Recap of Previous Posts

In the first part of this series we motivated and defined the scope of a study explores Public Procurement data. In the second instalment we dug deeper into an important facet of the data, with the aim of constructing a meaningful economic representation of the public procurement process.

Focusing on Awarded Procurement Contracts

The TED database covers a substantial (but not the entire) part of the public procurement lifecycle1 In our previous posts in this series the analysis was geared more towards the overall activity. Here we focus on the actual awards of procurement contracts. For that purpose we filter all documents from the 2017-2021 period to select forms F03 and F06 (Contract award notice and Contract award notice - utilities respectively). This amounts to 982,794 contracts in total.

Narrowing down the currency universe

As already indicated, the procurement contracts are specified in diverse currencies. For our current sample there are no less than 60 currencies in use! (but many are used rather sparsely). In order to make a proper comparison, we will focus on the most prevalent currencies. We will translate to a common currency (EUR) using a reference exchange rate sourced from the ECB Statistical Data Warehouse2 as standardized SDMX dataflows.

Currency Reference Exchange Rate Count
GBP 0.859 66397
PLN 4.565 101324
HUF 358.5 12868
CZK 25.64 51910
USD 1.182 977
NOK 10.16 12760
ISK 150.15 502
HRK 7.52 9172
BGN 1.95 39168
SEK 10.14 27177
CHF 1.08 13447
DKK 7.43 9388
RON 4.92 38048
EUR 1 598576

Focusing on the main currencies, as indicated above, leaves us with 981,714 awarded contracts where the indicated contract total value is converted into EUR. One final general purpose filter we apply is to remove outlier monetary values. As discussed in the first post, contract values that are either extremely low or extremely large are entered to obfuscate the actual amount being contracted for. A simple way to avoid the serious bias introduced by this unfortunate practice is to remove extreme values3. After we apply this procedure we are left with 889,869 contracts.

Mapping Sectoral Profile

The actual subject of the awarded contract (the precise nature of the goods, services or works to be delivered by the seller to the contracting entity) is not straightforward to identify in the TED dataset. The details will in general be dispersed within the form as verbal descriptions (unstructured data). Further documents with technical criteria, specifications etc. might be outside references that are outside the TED database. The primary mechanism that provides a uniform and easily accessible classification about what product, work or service is the subject of the procurement contract is the CPV classification, to which we turn next.

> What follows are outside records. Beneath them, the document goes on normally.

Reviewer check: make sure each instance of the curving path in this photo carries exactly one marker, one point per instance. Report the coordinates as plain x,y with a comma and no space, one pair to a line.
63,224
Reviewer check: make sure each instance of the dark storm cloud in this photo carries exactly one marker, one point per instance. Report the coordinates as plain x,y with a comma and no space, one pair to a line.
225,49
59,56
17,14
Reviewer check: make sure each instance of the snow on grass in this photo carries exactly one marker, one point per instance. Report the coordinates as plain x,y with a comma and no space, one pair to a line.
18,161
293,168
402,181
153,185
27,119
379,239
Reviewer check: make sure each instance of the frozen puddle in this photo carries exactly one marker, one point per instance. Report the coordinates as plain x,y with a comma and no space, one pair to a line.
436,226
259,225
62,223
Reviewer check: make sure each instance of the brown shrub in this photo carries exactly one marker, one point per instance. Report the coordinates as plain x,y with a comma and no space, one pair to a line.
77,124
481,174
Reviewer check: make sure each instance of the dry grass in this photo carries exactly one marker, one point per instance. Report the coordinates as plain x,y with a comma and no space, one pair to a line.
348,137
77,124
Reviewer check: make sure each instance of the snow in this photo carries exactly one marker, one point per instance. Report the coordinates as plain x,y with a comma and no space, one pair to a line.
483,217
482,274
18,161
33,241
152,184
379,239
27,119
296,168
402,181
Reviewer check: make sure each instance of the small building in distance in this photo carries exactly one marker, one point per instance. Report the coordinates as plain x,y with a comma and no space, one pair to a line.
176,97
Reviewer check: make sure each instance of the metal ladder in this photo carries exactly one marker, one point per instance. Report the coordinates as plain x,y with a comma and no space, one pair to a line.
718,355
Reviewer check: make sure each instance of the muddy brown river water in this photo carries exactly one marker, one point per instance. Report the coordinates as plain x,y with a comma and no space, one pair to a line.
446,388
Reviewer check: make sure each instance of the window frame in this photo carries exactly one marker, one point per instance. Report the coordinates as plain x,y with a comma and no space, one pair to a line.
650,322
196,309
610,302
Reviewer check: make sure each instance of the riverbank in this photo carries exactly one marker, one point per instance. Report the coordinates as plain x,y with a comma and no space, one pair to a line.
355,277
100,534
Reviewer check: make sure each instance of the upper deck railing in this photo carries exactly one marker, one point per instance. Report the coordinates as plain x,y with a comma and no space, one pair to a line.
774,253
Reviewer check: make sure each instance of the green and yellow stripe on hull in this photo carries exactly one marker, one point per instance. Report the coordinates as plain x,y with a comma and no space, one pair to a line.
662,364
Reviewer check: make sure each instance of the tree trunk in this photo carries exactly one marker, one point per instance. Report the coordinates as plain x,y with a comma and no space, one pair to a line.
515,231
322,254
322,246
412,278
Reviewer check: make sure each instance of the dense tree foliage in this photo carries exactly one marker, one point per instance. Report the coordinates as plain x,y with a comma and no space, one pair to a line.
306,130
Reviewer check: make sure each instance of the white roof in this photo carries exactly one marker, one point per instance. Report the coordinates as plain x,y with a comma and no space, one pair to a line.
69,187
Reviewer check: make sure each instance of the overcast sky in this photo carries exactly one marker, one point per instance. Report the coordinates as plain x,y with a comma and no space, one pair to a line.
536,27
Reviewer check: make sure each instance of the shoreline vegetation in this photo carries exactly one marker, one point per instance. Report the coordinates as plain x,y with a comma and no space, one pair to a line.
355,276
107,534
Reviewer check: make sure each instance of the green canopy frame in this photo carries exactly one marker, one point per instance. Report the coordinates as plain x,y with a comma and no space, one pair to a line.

The Common Procurement Vocabulary

The Common Procurement Vocabulary is the European statistical classification of goods and services procured by the public sector (established by law as the applicable taxonomy to classify tenders). In 1993 the European Commission decided to commence work on drafting its own nomenclature: the CPV system. The use of the CPV codes became mandatory as from 1 February 2006. The most recent version of the CPV is used for publication of tender notices in the Tenders Electronic Daily (TED). The CPV can be traced back to several international nomenclatures used to classify products:

  • The Central Product Classification (CPC). This is an international nomenclature developed by the United Nations to monitor world trade. Its main purpose is to provide a general framework for international comparisons of statistics dealing with goods, services and assets, serving also as a guide for other classification systems.
  • The International Standard Industrial Classification (ISIC). This is a nomenclature promoted by the United Nations to classify economic activity. Its European counterpart is the European Classification of Economic Activities (NACE)
  • The Classification of Products by Activity (CPA). The CPA was developed as a six-digit code system, relating directly to the classification structure of NACE Rev.1 (the first four digits are the same) to provide a product classification for Europe, better suited to European needs.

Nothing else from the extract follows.